I consider fiscal infrastructure spending would be the most effective form of stimulus since it not only has a high chance of having a decent multiplier (the majority of people who are going to be directly hired are lower-down on the pay scale and are therefore likely to directly spend a higher portion of their income and therefore you don't have to worry as much about a liquidity trap as you do with monetary measures) but it also has a chance of actually increasing potential output and giving a genuine reason for recovery rather than a temporary demand-side fix.
With this said I think that in a world with a fairly flexible economy the right answer would be no stimulus, as stimulus spending, despite its inherent possibility of failure (crowding out, too much spending, too little spending, regime uncertainty, ETC.) the fact is that stimulus spending can oftentimes be wasted by politicians. For instance when stimulus was passed in 2009 we saw that a lot of the actual stimulus was spent either on projects that were pushed years into the future around the time of various election dates, or spent on random crap that was almost certainly a waste, multiplier or no. Politicians have an inherent incentive to show favoritism towards their districts and manipulate the system in such a way that their positions are improved.
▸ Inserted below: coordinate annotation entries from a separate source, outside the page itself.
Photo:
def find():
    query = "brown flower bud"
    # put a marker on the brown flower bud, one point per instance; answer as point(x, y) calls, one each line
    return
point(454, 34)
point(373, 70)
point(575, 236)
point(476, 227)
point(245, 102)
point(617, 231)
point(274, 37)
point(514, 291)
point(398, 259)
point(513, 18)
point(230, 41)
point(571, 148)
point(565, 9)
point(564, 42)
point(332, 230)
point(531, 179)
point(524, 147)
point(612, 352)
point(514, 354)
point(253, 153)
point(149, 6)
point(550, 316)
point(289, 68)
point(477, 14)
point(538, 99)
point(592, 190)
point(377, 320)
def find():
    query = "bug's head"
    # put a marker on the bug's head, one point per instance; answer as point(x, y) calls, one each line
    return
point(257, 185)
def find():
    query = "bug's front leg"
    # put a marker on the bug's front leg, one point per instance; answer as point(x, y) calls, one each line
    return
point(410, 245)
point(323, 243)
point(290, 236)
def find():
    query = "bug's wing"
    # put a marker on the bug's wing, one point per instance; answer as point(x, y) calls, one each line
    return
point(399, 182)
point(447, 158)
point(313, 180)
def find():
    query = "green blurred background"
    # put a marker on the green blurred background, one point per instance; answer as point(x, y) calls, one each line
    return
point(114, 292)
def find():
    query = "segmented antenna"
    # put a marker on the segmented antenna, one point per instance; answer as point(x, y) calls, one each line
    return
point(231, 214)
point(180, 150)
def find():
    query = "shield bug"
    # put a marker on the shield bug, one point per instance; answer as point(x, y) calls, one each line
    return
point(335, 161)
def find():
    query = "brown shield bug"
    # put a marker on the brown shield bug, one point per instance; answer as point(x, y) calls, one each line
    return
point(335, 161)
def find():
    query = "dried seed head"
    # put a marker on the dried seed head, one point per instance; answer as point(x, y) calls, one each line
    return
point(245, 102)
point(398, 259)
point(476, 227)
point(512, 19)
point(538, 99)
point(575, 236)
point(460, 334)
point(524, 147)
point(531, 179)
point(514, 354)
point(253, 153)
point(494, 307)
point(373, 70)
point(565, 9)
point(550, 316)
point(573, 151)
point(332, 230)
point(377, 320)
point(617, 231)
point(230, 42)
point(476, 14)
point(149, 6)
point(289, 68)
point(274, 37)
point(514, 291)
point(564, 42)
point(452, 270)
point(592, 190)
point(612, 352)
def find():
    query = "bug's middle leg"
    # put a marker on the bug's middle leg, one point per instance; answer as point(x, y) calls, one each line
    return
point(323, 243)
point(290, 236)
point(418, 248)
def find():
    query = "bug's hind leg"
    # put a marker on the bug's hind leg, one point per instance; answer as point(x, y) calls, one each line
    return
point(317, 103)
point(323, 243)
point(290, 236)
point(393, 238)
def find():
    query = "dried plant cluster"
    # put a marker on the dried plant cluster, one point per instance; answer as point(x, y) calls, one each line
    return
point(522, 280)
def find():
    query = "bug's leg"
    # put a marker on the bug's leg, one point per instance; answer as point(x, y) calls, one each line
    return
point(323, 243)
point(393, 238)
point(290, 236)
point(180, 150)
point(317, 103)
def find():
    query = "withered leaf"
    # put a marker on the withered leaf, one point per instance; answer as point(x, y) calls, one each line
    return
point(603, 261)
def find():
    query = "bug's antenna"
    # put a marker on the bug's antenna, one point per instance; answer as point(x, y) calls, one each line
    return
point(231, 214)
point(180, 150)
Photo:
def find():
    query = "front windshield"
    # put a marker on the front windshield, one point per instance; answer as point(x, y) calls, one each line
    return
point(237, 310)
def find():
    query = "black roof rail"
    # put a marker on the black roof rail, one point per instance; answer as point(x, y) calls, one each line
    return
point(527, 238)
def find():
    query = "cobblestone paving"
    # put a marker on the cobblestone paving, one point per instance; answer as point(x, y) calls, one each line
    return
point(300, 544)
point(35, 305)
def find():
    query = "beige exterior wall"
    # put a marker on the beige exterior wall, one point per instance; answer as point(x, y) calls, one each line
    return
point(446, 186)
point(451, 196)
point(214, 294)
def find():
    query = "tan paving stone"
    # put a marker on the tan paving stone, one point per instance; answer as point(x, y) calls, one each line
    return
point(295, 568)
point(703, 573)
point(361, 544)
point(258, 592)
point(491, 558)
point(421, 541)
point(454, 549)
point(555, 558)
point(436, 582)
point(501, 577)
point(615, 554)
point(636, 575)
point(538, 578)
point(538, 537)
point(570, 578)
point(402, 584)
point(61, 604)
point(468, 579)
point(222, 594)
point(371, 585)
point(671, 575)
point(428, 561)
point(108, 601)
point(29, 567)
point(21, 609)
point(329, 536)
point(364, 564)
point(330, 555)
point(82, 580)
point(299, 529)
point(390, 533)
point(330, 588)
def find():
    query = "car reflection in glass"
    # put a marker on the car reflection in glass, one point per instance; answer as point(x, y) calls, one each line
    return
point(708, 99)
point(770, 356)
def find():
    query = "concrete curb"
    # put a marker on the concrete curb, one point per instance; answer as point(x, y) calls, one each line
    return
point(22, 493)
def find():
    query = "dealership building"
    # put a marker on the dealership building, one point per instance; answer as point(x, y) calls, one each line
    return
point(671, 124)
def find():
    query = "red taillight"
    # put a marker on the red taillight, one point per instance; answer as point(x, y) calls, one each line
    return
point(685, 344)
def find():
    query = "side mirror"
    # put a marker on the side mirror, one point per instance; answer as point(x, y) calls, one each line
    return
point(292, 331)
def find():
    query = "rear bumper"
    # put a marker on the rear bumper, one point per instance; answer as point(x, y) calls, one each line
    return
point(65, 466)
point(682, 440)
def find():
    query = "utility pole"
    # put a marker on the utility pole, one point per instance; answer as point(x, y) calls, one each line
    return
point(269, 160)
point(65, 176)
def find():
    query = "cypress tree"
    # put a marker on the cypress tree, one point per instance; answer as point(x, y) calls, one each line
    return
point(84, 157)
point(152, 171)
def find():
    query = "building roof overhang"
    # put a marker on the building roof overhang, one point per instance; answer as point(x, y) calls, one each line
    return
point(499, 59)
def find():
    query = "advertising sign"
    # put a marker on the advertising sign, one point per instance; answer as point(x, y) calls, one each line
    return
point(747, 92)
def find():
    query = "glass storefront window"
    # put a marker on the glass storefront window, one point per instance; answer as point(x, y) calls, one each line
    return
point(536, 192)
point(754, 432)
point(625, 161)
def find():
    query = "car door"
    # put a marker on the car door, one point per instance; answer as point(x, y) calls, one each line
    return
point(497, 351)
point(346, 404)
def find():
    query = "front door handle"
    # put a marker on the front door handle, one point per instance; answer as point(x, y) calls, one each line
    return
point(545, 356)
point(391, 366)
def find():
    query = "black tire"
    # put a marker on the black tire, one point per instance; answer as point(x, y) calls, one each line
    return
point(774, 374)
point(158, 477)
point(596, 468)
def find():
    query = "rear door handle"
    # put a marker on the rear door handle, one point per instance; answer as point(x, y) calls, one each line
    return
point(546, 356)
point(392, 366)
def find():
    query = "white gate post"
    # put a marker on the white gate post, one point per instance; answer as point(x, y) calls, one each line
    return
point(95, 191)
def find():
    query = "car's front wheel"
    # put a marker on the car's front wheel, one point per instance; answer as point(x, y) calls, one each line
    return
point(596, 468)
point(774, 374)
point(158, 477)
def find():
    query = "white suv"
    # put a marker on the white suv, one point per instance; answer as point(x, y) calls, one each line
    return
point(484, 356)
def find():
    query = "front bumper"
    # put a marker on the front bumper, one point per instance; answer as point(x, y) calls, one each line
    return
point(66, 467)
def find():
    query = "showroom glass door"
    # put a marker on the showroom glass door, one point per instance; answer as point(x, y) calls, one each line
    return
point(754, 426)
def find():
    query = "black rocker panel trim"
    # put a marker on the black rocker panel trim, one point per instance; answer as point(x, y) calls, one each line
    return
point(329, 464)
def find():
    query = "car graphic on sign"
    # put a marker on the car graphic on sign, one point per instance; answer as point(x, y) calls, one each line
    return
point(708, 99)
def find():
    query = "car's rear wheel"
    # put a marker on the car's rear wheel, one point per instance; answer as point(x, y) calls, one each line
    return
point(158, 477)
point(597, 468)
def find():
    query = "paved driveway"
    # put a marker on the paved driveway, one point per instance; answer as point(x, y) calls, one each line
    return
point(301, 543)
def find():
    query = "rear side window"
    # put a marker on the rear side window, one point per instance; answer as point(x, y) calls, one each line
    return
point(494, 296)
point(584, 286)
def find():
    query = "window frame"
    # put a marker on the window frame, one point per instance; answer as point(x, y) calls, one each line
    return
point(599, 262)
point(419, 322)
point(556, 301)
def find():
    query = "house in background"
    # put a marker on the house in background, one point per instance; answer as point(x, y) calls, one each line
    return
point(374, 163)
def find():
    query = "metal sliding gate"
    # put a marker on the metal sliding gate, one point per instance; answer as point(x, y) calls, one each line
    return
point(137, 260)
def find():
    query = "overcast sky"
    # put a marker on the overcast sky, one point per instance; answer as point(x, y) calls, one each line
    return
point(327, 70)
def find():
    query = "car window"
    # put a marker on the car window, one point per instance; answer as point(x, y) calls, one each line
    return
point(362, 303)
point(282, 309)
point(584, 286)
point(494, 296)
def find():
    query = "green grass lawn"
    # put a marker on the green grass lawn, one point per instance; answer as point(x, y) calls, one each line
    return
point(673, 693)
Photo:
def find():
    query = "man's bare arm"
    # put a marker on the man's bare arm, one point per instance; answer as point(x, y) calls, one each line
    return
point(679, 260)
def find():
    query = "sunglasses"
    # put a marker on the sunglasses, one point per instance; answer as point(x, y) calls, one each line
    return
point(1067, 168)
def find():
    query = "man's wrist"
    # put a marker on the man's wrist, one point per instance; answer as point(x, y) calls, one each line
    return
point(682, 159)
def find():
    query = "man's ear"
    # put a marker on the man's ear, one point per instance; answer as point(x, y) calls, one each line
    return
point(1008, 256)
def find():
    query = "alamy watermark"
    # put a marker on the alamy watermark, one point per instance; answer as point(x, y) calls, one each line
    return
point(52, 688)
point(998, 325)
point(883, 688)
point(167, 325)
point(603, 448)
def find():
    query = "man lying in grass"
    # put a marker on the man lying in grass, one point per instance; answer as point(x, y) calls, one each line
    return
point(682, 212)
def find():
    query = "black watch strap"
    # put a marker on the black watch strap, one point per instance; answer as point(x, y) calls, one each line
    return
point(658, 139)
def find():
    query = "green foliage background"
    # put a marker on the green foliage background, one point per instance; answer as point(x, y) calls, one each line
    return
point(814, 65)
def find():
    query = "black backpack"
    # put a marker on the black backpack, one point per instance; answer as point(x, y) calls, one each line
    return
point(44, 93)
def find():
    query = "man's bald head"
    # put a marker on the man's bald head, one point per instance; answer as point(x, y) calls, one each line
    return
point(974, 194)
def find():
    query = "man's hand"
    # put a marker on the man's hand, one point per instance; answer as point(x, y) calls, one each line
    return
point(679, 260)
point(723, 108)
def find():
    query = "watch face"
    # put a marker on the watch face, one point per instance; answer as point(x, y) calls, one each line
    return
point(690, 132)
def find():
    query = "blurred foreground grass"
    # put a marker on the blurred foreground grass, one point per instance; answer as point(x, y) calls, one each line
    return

I oppose monetary expansion because it leads to a short term miscalculation of the value of goods, which can have very negative effects after prices adjust. It’s also very difficult to get right, as can be seen by the FED’s continual failure to get things going after the past few years. The economy is unknowable as a whole (which is the only true utilitarian justification of capitalism) and therefore it’s very hard to know exactly what effect the effect of credit expansion will be especially because of the non-neutrality of money.